Using Other Implementations

You can use a different credentials provider. To do this, set the s3.credentials.provider.class property to the name of any class that implements the com.amazon.auth.AWSCredentialsProvider interface.

Complete the following steps to use a different credentials provider:

  1. Find or create a Java credentials provider class that implements the com.amazon.auth.AWSCredentialsProvider interface.

  2. Put the class file in a JAR file.

  3. Place the JAR file in the share/java/kafka-connect-s3 directory on all Connect workers.

  4. Restart the Connect workers.

  5. Change the S3 connector property file to use your custom credentials. Add the provider class entry s3.credentials.provider.class=<className> in the S3 connector properties file.

    Important

    You must use the fully-qualified class name in the <className> entry.

Quick Start

In the following example, the Generalized S3 Source connector reads all data listed under a specific S3 bucket and then loads them into a Kafka topic. You may use any file naming convention writing when data to the S3 bucket.

  1. Upload the following data under a folder name quickstart within the targeted S3 bucket. In this example JSON format is used, which supports the following: line-delimited JSON, concatenated JSON, and a JSON array of records.

    {"f1": "value1"}
    {"f1": "value2"}
    {"f1": "value3"}
    {"f1": "value4"}
    {"f1": "value5"}
    {"f1": "value6"}
    {"f1": "value7"}
    {"f1": "value8"}
    {"f1": "value9"}
    
  2. Install the connector through the Confluent Hub Client by running the following command from your Confluent Platform installation directory:

    confluent-hub install confluentinc/kafka-connect-s3-source:latest
    

    Tip

    By default, the plugin is installed into share/confluent-hub-components and the directory is added to the plugin path. If this is the first connector you have installed, you may need to restart the connect server for the plugin path change to take effect.

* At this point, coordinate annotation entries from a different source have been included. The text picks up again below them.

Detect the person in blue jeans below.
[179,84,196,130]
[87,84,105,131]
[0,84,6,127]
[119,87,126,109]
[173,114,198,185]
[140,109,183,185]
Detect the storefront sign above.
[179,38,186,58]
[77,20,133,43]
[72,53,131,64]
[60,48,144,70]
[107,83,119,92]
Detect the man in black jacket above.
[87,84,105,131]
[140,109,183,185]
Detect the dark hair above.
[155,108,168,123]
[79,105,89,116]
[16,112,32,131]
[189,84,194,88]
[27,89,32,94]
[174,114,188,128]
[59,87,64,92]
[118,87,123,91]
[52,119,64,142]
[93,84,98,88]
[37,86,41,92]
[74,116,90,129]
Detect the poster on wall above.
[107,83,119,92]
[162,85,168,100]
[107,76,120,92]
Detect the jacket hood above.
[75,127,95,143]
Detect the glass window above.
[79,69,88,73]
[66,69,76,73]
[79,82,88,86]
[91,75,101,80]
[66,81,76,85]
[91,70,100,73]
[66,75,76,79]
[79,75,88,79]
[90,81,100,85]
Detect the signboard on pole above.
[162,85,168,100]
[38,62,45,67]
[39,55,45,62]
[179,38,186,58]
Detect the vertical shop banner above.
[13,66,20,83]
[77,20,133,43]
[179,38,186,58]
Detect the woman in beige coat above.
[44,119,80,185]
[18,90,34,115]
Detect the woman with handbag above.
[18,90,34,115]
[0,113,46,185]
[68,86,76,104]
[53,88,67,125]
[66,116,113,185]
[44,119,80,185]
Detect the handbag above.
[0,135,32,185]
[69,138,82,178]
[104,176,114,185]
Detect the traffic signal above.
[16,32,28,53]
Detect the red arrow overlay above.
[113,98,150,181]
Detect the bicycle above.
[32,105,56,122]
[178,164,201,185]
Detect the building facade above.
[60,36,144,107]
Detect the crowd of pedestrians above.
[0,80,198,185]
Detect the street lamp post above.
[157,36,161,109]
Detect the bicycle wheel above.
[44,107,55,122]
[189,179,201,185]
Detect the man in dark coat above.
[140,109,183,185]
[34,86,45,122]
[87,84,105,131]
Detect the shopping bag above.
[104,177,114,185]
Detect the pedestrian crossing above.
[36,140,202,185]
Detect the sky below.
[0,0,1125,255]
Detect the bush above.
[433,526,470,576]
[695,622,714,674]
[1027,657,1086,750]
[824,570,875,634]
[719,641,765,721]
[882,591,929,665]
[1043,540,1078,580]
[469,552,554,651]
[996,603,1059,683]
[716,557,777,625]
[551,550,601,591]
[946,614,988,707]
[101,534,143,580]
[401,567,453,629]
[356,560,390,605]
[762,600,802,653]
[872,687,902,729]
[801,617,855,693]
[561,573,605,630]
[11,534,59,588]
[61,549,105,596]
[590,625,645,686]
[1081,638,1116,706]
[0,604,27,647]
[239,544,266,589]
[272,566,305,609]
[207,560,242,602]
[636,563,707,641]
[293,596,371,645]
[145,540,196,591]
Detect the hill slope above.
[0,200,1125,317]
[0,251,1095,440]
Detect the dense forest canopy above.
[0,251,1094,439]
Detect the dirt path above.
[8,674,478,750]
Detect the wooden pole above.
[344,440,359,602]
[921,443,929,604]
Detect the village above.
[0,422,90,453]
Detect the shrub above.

  3. Create a quickstart-s3source-generalized.properties file with the following contents:

    name=quick-start-s3-source
    connector.class=io.confluent.connect.s3.source.S3SourceConnector
    tasks.max=1
    value.converter=org.apache.kafka.connect.json.JsonConverter
    mode=GENERIC
    topics.dir=quickstart
    format.class=io.confluent.connect.s3.format.json.JsonFormat
    topic.regex.list=quick-start-topic:.*
    s3.bucket.name=healthcorporation
    value.converter.schemas.enable=false
    
  4. Load the Generalized S3 Source connector.

    Tip

    The syntax for the Confluent CLI development commands changed in 5.3.0. These commands have been moved to confluent local. For example, the syntax for confluent start is now confluent local services start. For more information, see confluent local.

    confluent local services connect connector load quick-start-s3-source --config quickstart-s3source-generalized.properties
    
  5. Confirm the connector is in a RUNNING state:

    confluent local services connect connector status quick-start-s3-source
    
  6. Confirm that the messages are being sent to Kafka.

    kafka-console-consumer \
        --bootstrap-server localhost:9092 \
        --topic quick-start-topic \
        --from-beginning
    
  7. The response should be 9 records as shown in the following example:

    {"f1": "value1"}
    {"f1": "value2"}
    {"f1": "value3"}
    {"f1": "value4"}
    {"f1": "value5"}
    {"f1": "value6"}
    {"f1": "value7"}
    {"f1": "value8"}
    {"f1": "value9"}
    

Troubleshooting Connector and Task Failures

Stack Trace

You can use the Connect Kafka Connect REST Interface to check the status of the connectors and tasks. If a task or connector has failed, the trace field will include a reason and a stack trace.

Stack Trace message: No new files ready after scan task…

If this message is displayed, complete the following steps:

  1. Review your topics.dir configuration property to ensure you have configured the right folder under the S3 bucket. If you do not set this parameter, the connector expects the data to be under the default folder which is topics.
  2. Review the topic.regex configuration property to ensure your expression matches your data in the S3 bucket to the Kafka topic.